Def. "the section of the glacier where melting dominates"[36] is called the ablation zone.

"By the end of the summer this area [ablation zone] is exposed glacier ice."[36]

Def. "the zone of the glacier where snowfall exceeds snowmelt"[36] is called the accumulation zone.

Greenland ice sheet petrogony

δ-changes (isotopic fractionation) in vapour and precipitation by evaporation from the sea (to the left) and by formation of precipitation from a cooling air mass during its move towards higher latitudes and/or higher altitudes, e.g. along a warm front or over the inland ice (to the right). Credit: Willi Dansgaard.
This is a plot of mean annual δ of snow versus temperature at stations on Greenland. Credit: Willi Dansgaard.
Mean annual δ versus temperature at Atlantic island, coast and continental stations suggest (1) a separate tropical-subtropical, a temperate and perhaps a Polar distillation column, and (2) the influence of re-evaporated freshwater on δ at coastal and particularly continental stations. Credit: Willi Dansgaard.

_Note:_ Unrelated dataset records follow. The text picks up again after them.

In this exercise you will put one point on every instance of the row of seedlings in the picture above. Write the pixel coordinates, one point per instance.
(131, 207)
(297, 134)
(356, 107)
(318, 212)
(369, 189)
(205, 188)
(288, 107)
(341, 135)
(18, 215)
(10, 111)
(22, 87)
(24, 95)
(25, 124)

Def. the study of the origin of rocky objects, or rocks, is called petrogony.

"The ice cap covers 85% of the total 2.2 mill. km2 area of Greenland [...]. It measures 2500 km from north to south and about 750 km from west to east in Mid Greenland. The surface reaches 3250 m [above sea level] a.s.l. at Summit and 2850 m on a minor dome in South Greenland."[8]

"Unlike the American and Scandinavian ice sheets built up during each glaciation in the past, most of the Greenland ice cap survived the intervening warm periods for two reasons: Firstly, the high surface elevation (at present 2/3 of its area lies more than 2000m a.s.l.) is associated with low surface temperatures (present annual mean values down to -32°C at Summit), and melting with run-off only in the marginal areas. Secondly, ample supply of precipitation from the Atlantic Ocean is given off by low-pressures moving northward along the coasts, sometimes even crossing the ice sheet."[8]

"The annual accumulation ranges from 13 cm of water equivalent in the central part of northeast Greenland to more than 100 cm along the southeastern coast, a total supply of about 500 km3 of water equivalent per year. The total annual loss of material is approximately of the same magnitude, of which 50% is given off as melt water by mainly coastal surface and bottom melting and an equal amount as icebergs."[8]

The diagram at the right shows "δ-changes (isotopic fractionation [...]) in vapour and precipitation by evaporation from the sea (to the left) and by formation of precipitation [snow] from a cooling air mass during its move towards higher latitudes and/or higher altitudes, e.g. along a warm front or over the inland ice (to the right)."[8]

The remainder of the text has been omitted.